Cisco Systems ASA 5585-X Manual De Usuario

Cisco Cloud Web Security provides web security and web filtering services through the 
Software-as-a-Service (SaaS) model. Enterprises with the ASA in their network can use Cloud Web 
Security services without having to install additional hardware.

When Cloud Web Security is enabled on the ASA, the ASA transparently redirects selected HTTP and 
HTTPS traffic to the Cloud Web Security proxy servers. The Cloud Web Security proxy servers then scan 
the content and allow, block, or send a warning about the traffic based on the policy configured in Cisco 
ScanCenter to enforce acceptable use and to protect users from malware.

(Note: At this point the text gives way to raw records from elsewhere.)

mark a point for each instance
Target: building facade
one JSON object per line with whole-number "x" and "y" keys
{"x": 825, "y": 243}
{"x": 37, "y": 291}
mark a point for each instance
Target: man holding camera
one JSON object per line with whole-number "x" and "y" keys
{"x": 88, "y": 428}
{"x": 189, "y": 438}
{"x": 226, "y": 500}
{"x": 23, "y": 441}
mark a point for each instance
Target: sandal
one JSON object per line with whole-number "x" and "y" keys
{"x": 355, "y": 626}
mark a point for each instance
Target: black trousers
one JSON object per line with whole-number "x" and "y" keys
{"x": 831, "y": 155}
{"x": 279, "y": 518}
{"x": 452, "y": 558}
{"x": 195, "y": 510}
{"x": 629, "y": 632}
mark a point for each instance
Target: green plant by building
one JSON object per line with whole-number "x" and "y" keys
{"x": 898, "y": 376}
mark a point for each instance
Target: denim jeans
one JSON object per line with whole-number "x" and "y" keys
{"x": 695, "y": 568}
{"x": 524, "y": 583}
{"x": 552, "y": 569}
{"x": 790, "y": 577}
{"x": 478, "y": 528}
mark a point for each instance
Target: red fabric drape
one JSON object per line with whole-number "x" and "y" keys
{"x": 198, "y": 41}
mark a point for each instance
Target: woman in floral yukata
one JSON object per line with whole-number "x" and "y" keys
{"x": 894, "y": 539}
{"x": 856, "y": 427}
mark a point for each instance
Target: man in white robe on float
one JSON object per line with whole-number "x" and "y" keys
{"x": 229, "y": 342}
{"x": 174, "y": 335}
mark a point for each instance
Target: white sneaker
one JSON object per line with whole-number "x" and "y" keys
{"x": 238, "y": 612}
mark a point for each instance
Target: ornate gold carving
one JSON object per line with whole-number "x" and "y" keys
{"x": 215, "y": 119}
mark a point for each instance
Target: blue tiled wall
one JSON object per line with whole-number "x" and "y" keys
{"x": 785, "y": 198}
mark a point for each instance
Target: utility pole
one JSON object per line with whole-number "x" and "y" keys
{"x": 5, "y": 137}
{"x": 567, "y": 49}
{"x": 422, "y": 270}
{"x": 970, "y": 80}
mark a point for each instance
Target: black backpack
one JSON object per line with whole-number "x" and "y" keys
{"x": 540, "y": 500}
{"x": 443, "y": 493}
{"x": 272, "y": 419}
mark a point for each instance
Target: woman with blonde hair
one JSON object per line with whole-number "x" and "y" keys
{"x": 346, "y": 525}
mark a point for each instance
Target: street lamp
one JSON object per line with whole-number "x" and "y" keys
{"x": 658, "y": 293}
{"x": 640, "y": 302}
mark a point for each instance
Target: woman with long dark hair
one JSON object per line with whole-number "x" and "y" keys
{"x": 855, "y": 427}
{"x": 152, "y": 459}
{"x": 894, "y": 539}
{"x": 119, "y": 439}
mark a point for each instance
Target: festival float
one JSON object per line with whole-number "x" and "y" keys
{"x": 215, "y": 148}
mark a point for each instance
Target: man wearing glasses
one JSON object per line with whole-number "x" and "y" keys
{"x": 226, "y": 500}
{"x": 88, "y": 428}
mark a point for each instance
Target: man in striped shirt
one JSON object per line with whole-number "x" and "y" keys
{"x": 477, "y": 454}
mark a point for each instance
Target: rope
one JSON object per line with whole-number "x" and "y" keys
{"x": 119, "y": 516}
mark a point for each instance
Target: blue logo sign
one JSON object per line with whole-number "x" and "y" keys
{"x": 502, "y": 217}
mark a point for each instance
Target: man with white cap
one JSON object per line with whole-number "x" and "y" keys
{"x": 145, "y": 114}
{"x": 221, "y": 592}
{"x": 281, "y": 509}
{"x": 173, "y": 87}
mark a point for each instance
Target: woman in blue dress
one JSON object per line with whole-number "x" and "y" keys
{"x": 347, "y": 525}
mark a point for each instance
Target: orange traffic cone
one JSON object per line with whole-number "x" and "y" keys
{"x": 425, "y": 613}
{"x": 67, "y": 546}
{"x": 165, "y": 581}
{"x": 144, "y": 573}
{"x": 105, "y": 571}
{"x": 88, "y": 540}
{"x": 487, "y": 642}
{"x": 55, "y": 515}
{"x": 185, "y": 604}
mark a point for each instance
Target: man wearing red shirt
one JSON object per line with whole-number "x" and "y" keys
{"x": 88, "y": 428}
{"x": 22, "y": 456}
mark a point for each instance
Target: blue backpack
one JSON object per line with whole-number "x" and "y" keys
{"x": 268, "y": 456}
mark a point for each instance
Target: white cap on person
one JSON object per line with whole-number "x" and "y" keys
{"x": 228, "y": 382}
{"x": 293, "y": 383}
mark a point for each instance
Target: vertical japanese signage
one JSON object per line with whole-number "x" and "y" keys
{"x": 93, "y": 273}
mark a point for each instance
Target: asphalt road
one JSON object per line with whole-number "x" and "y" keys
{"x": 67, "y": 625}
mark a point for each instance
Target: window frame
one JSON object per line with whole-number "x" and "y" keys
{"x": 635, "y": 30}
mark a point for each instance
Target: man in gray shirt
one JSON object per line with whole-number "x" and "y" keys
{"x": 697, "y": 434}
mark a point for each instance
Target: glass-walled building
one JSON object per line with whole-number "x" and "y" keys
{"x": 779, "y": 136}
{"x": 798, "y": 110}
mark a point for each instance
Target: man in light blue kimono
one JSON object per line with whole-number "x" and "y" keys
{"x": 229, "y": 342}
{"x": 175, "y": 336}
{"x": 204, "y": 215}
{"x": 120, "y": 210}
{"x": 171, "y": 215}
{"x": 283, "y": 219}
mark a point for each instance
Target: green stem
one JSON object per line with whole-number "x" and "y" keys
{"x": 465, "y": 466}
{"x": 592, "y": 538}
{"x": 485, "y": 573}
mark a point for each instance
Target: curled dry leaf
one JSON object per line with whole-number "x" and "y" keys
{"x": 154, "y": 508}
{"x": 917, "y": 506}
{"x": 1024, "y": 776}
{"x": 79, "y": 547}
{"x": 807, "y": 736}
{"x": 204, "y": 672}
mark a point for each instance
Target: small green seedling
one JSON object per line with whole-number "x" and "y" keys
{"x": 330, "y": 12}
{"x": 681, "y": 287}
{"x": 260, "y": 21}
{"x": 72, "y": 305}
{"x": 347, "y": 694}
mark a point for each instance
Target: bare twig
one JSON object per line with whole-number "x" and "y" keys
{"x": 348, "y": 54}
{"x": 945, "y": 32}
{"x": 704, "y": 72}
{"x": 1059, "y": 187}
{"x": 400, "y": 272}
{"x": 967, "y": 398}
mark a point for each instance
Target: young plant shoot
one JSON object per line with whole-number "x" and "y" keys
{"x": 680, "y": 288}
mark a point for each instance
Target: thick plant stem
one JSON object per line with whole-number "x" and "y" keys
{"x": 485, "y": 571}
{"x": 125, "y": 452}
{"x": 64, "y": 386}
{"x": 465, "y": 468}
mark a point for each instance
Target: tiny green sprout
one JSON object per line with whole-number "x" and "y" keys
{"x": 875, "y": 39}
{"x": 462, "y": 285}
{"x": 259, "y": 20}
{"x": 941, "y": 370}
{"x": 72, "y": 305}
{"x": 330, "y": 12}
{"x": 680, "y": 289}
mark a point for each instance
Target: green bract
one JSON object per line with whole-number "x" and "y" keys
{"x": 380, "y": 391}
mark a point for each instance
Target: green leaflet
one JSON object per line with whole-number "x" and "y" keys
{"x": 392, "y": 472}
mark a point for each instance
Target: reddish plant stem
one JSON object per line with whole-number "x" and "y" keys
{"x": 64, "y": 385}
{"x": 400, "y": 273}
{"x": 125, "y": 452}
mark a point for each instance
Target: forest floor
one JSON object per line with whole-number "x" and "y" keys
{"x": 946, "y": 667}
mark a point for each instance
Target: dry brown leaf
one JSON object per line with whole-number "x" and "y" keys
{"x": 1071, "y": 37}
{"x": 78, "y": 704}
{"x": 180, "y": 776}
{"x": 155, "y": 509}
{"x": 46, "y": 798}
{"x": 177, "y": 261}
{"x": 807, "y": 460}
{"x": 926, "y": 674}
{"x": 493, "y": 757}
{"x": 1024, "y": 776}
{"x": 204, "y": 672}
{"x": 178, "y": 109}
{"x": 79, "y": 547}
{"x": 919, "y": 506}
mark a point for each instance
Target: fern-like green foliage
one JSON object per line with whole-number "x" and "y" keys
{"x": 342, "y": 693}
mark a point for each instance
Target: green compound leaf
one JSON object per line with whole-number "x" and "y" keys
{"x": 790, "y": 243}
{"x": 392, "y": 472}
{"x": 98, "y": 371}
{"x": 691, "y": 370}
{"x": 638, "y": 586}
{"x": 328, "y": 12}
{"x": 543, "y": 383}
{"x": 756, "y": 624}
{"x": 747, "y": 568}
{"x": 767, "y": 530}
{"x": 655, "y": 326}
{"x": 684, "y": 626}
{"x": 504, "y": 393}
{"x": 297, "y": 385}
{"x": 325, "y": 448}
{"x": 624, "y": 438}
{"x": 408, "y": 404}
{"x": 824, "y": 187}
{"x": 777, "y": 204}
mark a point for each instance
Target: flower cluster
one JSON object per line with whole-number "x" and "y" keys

The ASA can optionally authenticate and identify users with Identity Firewall (IDFW) and AAA rules. 
The ASA encrypts and includes the user credentials (including usernames and/or user groups) in the 
traffic it redirects to Cloud Web Security. The Cloud Web Security service then uses the user credentials 
to match the traffic to the policy. It also uses these credentials for user-based reporting. Without user 
authentication, the ASA can supply an (optional) default username and/or group, although usernames 
and groups are not required for the Cloud Web Security service to apply policy.

You can customize the traffic you want to send to Cloud Web Security when you create your service 
policy rules. You can also configure a “whitelist” so that a subset of web traffic that matches the service 
policy rule instead goes directly to the originally requested web server and is not scanned by Cloud Web 
Security.

You can configure a primary and a backup Cloud Web Security proxy server, each of which the ASA 
polls regularly to check for availability.

This feature is also called “ScanSafe,” so the ScanSafe name appears in some commands.